In addition, representations were made that Lecture No. 7, by the Rev. A. I. Morgan, favored this theological position; but if so, the intricate language is not sufficient evidence. What is clear, however, is that the lecture is some places definitely contradicts the Scripture. On page 75 the lecture reads, “As the Nestorians of old taught … many modern evangelicals err, when they say, that Christ dwells in the hearts of believers after a similar manner. … prayer is made that Christ should be formed in the heart and the people ‘should see Jesus in me!’” Though the present writer has noted many peculiarities among the numerous types who call themselves evangelicals, he has never met a Nestorian.
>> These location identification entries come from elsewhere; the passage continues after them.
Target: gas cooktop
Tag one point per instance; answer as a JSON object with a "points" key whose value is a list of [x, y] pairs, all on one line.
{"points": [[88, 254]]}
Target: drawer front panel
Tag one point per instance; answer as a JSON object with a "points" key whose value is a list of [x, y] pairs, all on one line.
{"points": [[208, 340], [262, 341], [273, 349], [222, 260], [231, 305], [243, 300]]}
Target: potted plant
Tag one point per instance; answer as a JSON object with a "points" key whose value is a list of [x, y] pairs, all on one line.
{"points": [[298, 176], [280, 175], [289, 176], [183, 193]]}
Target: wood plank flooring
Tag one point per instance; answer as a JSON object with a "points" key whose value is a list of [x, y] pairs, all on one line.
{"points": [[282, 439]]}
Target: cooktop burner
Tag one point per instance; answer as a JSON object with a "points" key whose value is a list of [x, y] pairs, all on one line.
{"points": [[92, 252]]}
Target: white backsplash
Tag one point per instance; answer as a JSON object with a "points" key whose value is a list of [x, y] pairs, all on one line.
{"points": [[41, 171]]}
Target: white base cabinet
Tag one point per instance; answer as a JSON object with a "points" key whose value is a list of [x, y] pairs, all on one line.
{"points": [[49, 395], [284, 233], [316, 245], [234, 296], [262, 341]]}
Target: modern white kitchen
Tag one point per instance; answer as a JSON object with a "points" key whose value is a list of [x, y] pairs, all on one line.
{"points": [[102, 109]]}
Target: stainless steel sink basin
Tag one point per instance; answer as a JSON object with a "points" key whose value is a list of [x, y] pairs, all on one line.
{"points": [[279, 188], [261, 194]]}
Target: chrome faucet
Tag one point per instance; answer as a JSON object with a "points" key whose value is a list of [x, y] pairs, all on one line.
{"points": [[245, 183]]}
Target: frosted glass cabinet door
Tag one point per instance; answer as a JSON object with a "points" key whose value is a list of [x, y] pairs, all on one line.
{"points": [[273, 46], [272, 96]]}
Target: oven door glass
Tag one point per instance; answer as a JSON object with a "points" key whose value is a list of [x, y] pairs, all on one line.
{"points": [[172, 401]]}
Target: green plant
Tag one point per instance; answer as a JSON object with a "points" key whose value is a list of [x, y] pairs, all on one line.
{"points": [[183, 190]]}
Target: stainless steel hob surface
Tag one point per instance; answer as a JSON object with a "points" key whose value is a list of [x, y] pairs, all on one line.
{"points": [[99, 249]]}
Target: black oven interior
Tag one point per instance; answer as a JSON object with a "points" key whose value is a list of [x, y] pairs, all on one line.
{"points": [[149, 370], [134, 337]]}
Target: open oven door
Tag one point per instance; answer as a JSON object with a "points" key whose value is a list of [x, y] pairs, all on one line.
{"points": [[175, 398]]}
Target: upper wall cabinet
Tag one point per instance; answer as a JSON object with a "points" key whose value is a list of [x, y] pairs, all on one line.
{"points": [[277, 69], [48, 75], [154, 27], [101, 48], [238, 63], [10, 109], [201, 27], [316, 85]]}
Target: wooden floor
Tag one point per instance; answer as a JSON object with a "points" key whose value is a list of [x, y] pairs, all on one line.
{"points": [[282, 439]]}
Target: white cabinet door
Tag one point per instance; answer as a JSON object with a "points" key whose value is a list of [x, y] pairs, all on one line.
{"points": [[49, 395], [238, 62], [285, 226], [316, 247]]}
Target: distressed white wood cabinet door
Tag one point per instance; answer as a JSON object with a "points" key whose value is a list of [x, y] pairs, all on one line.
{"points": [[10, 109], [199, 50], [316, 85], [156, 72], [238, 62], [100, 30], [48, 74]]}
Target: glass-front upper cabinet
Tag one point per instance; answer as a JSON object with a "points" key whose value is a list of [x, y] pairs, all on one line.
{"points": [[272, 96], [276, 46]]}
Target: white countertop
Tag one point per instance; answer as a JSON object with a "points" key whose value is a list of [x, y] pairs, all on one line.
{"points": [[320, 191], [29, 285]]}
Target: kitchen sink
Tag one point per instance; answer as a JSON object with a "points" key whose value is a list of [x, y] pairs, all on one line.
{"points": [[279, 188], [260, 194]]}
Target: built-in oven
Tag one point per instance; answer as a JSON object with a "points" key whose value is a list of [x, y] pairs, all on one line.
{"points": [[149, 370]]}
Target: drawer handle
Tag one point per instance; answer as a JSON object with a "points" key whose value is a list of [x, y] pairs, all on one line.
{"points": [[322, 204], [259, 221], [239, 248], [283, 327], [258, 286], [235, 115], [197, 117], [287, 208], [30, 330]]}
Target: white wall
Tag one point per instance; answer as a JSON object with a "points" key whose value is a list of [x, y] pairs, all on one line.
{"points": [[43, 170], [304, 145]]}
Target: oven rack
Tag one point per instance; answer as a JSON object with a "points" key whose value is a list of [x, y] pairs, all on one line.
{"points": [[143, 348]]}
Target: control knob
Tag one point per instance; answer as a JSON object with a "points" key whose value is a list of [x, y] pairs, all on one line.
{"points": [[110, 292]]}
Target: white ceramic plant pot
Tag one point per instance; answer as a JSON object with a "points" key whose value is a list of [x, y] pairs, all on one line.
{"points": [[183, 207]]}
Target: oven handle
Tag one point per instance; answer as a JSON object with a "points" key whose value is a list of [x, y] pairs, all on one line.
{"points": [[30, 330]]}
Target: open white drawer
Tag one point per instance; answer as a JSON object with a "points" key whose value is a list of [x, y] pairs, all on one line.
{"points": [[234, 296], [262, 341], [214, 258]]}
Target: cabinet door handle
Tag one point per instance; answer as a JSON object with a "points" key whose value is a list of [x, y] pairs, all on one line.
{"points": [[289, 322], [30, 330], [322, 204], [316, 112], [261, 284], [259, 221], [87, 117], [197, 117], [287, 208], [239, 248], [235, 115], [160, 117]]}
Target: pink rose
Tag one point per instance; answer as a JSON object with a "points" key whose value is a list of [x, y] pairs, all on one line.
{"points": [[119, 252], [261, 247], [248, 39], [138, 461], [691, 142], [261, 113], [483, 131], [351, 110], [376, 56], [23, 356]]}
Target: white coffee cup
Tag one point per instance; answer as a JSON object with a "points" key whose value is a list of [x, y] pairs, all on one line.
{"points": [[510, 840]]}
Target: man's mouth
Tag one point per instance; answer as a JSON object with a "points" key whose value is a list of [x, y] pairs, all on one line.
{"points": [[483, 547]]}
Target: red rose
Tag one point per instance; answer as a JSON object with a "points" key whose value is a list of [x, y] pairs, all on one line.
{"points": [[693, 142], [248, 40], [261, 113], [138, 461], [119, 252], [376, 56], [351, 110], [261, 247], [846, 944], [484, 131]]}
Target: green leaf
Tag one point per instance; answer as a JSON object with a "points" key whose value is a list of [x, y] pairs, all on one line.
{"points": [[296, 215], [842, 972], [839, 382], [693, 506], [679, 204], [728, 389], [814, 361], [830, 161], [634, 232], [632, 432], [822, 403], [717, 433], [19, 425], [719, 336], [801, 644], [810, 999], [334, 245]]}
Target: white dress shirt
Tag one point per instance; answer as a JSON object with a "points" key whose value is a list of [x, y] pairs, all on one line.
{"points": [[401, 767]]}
Unless cases are common in Tasmania where people say that Christ is in their heart after the manner of the Nestorians, the assertion should have been fully documented. Furthermore, the lecture rather clearly opposes Ephesians 3:17, “That Christ may dwell in your hearts,” and I John 4:13, “Hereby know we that we dwell in him and he in us.” One should not contradict Scripture simply because some cultists are queer, and especially on points where they are strictly Biblical.
On page 7 of the Lecture, in arguing against traducianism, the author says, “If the Lord … derived his human soul from his mother Mary, the soul of Christ could not be said to be sinless.” This is either poor logic or at best incomplete statement. The author was under obligation to show that imputation of guilt and conveyance of depravity come through both parents. If they come only through the male line, for Adam, not Eve, is our federal head, one can understand why there had to be a Virgin Birth.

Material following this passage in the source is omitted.